Married, has children. She emphasized that there was little time left for home and family, and that the children were raised jointly with her husband by personal example. She devoted most of her attention to work, trying not to publicize her personal life in public sources. She adhered to the principle that "you just have to love your work" to get everything done.

== High-profile situations ==

According to publicly available sources, there is no information indicating that Lyubov Nesterovna Aksyonova was directly involved in any public scandals.
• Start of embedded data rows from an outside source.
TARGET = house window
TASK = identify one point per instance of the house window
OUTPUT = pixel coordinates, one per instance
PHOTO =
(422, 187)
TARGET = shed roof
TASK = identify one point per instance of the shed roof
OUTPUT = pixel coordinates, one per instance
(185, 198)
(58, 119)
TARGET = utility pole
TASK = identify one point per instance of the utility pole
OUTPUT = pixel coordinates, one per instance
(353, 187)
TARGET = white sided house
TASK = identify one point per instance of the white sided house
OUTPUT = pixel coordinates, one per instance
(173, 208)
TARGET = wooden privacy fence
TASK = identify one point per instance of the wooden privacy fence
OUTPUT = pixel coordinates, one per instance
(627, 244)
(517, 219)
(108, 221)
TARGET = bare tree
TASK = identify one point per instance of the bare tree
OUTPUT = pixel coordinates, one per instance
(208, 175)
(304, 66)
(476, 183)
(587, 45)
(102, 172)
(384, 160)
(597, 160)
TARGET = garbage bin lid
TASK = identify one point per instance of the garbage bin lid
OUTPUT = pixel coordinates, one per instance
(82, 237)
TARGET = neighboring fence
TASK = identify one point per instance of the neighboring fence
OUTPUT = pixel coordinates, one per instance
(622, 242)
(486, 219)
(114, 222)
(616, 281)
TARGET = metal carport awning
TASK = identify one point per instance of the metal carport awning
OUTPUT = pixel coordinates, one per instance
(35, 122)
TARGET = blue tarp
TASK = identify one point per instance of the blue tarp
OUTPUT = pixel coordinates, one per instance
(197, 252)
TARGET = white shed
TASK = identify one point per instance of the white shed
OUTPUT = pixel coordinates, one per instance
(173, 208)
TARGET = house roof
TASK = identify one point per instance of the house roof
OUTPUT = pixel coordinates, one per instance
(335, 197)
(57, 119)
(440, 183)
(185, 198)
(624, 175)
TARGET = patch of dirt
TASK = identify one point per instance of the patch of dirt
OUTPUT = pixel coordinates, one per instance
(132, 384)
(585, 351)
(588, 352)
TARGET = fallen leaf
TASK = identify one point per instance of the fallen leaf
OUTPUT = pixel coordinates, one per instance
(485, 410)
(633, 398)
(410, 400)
Her service in the internal affairs bodies of the Omsk oblast is characterized as professional, without widely known conflicts or accusations of corruption.

During 2016–2017, when she served as the Acting Head of the Department of the Ministry of Internal Affairs for the Omsk oblast, there were reported personnel and organizational changes, as well as high-profile situations related to investigations of complex criminal cases. However, these circumstances did not turn into scandals involving her. It was also reported that information about a fight between police officers under her control was being investigated, but there were no public negative consequences on her part.